The first run builds reusable caches in:

```text
outputs/feature_cache/
```

## Current Results

Action-label model:

```text
outputs/min_all_modalities_action_model/
accuracy:          0.9828
balanced_accuracy: 0.9856
macro_f1:          0.9829
weighted_f1:       0.9863
majority_baseline: 0.1375
classes:           18
feature_dim:       8546
test_windows:      291
```

Subtask-label model:

```text
outputs/min_all_modalities_subtask_model/
accuracy:          0.9828
balanced_accuracy: 0.9505
macro_f1:          0.9173
weighted_f1:       0.9841
majority_baseline: 0.1448
classes:           14
feature_dim:       8546
test_windows:      290
```

## How To Interpret This

This proves that the full sample can be converted into a complete supervised learning pipeline on this Mac.

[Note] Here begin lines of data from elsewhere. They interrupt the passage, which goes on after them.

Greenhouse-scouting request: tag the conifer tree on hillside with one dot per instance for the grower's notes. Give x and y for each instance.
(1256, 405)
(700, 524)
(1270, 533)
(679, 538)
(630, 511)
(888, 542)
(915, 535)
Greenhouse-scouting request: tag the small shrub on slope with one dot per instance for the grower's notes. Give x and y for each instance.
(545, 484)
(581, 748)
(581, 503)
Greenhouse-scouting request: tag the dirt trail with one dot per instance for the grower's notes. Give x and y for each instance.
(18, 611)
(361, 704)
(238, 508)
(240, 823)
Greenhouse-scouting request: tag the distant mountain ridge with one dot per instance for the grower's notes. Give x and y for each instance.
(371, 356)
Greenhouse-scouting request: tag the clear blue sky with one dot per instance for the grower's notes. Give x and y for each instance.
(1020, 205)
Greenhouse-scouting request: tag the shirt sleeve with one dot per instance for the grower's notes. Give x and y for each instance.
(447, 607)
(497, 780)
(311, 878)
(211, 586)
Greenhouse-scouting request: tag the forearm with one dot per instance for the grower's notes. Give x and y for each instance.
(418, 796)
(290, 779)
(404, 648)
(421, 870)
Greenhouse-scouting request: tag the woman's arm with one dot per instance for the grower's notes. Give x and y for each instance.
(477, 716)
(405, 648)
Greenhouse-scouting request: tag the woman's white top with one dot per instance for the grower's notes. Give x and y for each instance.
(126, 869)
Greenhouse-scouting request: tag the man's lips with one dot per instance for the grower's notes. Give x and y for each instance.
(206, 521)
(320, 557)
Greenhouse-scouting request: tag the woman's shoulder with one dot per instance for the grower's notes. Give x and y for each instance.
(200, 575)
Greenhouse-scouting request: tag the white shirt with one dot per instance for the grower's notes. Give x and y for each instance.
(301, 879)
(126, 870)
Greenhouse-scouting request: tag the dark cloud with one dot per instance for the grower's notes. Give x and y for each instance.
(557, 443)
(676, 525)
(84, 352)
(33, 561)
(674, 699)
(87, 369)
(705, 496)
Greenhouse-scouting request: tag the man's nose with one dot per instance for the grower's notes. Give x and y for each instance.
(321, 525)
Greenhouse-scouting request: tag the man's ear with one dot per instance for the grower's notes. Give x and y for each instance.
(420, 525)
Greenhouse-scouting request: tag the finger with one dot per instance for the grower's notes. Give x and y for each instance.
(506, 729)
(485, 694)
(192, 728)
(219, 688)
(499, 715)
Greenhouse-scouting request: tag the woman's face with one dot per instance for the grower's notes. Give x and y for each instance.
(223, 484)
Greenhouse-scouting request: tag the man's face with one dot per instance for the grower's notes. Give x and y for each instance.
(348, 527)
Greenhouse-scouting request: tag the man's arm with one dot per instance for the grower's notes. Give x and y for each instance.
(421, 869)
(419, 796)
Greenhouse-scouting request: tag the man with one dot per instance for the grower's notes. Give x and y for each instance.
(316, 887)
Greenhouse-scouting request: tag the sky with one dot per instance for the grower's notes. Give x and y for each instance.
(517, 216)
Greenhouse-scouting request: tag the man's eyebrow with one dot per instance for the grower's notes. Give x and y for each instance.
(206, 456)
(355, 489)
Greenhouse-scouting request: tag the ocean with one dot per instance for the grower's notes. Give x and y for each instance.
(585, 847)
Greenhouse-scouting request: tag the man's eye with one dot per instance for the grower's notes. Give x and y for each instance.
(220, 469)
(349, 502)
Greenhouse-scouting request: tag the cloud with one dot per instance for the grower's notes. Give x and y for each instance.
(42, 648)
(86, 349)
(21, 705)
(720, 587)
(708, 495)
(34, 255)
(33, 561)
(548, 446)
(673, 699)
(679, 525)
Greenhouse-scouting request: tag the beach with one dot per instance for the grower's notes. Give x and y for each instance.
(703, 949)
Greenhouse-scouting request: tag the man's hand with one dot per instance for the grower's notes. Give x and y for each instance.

It does **not** prove real generalization, because the public sample is one episode and the split is random windows from that same episode. Neighboring windows are correlated.

For a serious embodied-AI experiment:

```text
many episodes
-> cache features per episode
-> split by episode or task instance
-> train on some episodes
-> test on unseen episodes
```

The next useful upgrade is not a bigger classifier. It is a better split and more episodes.